Review: Force Majeure

Amir here to talk Sweden's Oscar submission, now in theaters...

The opening sequence of Ruben Ostlund’s fourth feature, Force Majeure, has an ominous aura to it. On the surface, there is nothing strange about a happy, wealthy Swedish family stopping for a family portrait during their vacation at a posh French ski resort. Yet, as their unseen photographer becomes more assertive with his commands, ordering them to get closer together and forces the corners of their lips upward, something seems amiss. No sign of trouble is yet to be found though, as Tomas (Johannes Kuhnke), Ebba (Lisa Loven Kongsli) and their white-as-snow children spend the first couple of days skiing together. It is during lunch at the high-end restaurant on the balcony of their hotel that everything falls apart at the seams, revealing the tenuous links that keep this family – or is it every family? – together.

Tomas insists that the loud bang and the ensuing avalanche are controlled by resort patrols, but when panic strikes all diners, it is he who abandons ship first, opting for his own survival as he runs away from his family. When this blink-and-you’ll-miss-it pivotal moment in the narrative is over and the snow powder settles, Tomas is overcome with shame but returns to the table as though nothing out the ordinary has happened. For Ebba and the children, however, the gravity of the mistake makes it unforgivable. As the vacation progresses and story of that fateful moment is repeated between Tomas, Ebba and their friends, perceptions change, stakes are raised and bonds are severed and mended again. The avalanche has hit the family like, well, an avalanche; but as Nathaniel correctly pointed out in his review, the analogy only feels forced when articulated by the reviewer, not when the director slyly works in into the film. 

Ostlund tells this story with a remarkable panache for minimalist style and minimalist storytelling. The snow-covered background affords him the possibility to concoct some of the most memorable images and sounds of any film this year, but more impressive is how he replicates the same clean, sparse atmosphere in his storytelling. With a keen eye for small interactions between characters, Ostlund manages to say quite a lot while saying very little. Note one particular instance, where an uncomfortable Brady Corbet (unexpectedly brilliant in a tiny role) is asked to adjudicate between Tomas and Ebba. Ostlund has been similarly preoccupied with awkward group encounters in his previous films, and here, holding the camera as a taciturn Corbet nervously fidgets around in his seat to avoid delivering responses, he proves his knack for capturing truthfully these small but crucial interactions.

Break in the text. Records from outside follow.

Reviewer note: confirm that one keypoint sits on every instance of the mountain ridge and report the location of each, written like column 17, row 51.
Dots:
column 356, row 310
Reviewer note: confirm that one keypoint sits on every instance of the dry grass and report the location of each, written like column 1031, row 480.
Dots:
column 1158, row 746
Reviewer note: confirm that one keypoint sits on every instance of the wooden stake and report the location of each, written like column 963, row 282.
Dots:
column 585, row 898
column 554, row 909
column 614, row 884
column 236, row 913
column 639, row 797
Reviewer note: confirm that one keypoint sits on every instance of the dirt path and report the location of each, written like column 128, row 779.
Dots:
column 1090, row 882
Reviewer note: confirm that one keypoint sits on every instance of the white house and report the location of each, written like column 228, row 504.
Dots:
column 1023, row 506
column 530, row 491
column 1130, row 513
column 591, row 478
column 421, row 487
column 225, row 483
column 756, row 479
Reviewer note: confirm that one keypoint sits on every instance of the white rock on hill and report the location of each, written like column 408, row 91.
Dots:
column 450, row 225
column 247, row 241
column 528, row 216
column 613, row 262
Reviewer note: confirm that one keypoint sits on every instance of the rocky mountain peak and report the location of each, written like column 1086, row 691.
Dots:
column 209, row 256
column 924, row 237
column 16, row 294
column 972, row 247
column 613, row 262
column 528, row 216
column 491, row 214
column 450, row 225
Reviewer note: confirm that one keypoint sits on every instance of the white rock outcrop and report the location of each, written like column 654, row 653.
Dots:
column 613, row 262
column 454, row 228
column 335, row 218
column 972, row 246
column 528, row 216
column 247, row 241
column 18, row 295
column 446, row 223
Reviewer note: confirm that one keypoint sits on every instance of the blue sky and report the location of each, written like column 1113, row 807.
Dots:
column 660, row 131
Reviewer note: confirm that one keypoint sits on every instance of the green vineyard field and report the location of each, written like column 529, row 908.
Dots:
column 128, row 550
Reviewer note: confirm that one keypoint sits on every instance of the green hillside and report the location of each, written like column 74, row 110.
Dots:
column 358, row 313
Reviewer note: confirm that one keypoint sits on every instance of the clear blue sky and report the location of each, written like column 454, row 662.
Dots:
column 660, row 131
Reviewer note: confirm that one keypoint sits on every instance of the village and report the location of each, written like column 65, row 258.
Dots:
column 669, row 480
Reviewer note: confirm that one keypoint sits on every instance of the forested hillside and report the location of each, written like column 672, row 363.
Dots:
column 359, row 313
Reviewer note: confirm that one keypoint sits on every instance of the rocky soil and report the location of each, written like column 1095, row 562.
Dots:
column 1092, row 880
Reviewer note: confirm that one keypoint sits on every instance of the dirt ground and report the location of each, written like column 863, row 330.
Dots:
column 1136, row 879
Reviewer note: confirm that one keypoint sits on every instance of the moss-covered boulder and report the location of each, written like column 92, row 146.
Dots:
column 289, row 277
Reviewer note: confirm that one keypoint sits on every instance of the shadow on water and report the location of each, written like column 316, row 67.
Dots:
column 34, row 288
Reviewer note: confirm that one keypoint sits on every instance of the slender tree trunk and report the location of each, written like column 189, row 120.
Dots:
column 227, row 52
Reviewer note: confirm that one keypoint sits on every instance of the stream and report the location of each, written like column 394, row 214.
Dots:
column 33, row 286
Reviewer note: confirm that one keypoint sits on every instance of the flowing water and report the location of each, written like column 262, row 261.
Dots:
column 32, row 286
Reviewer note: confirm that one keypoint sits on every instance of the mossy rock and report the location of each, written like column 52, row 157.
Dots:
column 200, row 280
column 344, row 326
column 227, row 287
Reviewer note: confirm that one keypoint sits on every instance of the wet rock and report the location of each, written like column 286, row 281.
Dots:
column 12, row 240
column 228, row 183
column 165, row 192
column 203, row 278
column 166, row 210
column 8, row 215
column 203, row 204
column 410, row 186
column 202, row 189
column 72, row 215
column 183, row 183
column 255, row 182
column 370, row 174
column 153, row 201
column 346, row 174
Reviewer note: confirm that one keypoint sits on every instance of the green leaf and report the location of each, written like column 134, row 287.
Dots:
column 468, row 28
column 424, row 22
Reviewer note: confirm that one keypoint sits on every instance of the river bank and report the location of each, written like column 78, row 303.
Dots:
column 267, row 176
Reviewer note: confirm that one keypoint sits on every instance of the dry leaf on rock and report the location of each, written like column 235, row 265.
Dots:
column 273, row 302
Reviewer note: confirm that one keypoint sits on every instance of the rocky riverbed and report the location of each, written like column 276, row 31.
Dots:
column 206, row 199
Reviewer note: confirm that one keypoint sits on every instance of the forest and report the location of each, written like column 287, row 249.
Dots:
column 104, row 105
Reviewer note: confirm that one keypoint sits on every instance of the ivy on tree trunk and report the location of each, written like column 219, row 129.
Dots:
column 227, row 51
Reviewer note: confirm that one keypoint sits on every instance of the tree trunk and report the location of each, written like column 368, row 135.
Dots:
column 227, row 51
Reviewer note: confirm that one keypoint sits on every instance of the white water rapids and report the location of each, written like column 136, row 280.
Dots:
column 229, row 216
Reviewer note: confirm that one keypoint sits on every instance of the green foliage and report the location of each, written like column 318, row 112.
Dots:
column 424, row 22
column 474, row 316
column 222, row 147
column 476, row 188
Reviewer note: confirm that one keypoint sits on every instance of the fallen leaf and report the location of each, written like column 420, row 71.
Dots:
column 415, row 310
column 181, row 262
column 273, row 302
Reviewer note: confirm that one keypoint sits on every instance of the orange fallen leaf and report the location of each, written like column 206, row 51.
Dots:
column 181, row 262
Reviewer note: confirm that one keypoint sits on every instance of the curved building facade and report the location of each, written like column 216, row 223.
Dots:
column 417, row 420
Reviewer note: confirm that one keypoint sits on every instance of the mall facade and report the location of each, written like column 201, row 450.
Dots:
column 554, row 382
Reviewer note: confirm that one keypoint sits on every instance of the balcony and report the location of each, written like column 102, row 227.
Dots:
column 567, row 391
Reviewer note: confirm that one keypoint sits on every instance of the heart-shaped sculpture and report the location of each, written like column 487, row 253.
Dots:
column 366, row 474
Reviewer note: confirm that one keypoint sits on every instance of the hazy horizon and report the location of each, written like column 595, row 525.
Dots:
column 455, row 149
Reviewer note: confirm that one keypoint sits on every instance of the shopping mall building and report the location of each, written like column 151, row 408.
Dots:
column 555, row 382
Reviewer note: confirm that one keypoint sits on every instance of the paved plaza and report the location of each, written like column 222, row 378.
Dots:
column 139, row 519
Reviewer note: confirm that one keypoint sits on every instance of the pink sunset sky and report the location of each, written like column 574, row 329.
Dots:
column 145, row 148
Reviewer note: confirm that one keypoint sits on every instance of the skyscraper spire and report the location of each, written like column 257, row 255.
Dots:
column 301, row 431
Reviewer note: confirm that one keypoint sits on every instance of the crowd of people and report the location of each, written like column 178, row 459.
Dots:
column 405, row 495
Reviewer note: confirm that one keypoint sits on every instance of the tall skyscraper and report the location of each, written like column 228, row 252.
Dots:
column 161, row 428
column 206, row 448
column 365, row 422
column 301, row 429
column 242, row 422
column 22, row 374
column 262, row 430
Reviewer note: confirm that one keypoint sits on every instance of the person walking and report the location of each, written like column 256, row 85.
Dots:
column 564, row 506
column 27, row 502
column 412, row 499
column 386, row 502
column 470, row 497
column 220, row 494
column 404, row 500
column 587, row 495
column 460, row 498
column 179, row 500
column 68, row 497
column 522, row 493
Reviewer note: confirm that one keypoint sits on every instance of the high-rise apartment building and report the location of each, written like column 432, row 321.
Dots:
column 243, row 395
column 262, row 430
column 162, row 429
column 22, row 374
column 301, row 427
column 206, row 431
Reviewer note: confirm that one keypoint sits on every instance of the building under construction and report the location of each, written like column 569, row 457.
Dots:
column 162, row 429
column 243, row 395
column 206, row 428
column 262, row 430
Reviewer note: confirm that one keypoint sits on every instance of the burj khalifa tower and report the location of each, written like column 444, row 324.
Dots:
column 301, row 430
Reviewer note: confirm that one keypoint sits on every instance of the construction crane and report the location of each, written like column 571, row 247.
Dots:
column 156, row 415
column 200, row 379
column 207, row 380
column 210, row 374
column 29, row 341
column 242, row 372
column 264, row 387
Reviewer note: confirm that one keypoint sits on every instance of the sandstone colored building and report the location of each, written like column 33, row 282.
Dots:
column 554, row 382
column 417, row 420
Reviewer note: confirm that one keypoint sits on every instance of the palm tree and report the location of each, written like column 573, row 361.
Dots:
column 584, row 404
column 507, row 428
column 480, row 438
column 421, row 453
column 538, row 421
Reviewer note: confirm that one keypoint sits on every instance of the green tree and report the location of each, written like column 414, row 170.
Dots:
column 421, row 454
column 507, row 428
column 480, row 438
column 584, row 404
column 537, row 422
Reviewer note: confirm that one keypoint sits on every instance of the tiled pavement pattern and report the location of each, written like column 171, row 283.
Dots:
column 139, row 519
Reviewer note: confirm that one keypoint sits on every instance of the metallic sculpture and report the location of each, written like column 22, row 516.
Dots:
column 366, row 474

Force Majeure is about our perceptions of each other, the image we project of ourselves, and our differing perspectives, and above all it’s about how tenuous all of these things are, how friendships and relationship and even familial bonds can be broken with one moment’s worth of complete idiocy. Then again, how stupid is Tomas’s mistake? Can a single momentary slip break everything? Whose perspective do we accept as the truth? Ostlund toys with these questions without offering definite answers, knowing well that there can be none. If anything is definitively claimed, it’s the vulnerability of man and his position in the traditional family structure. For all its pretensions of power and control, no institution is as fragile and easily bruised as masculinity. Kuhnke’s performance as the man crumbling under the weight of his own self-image and perceived infallibility is perfectly pitched to the film’s sense of humor.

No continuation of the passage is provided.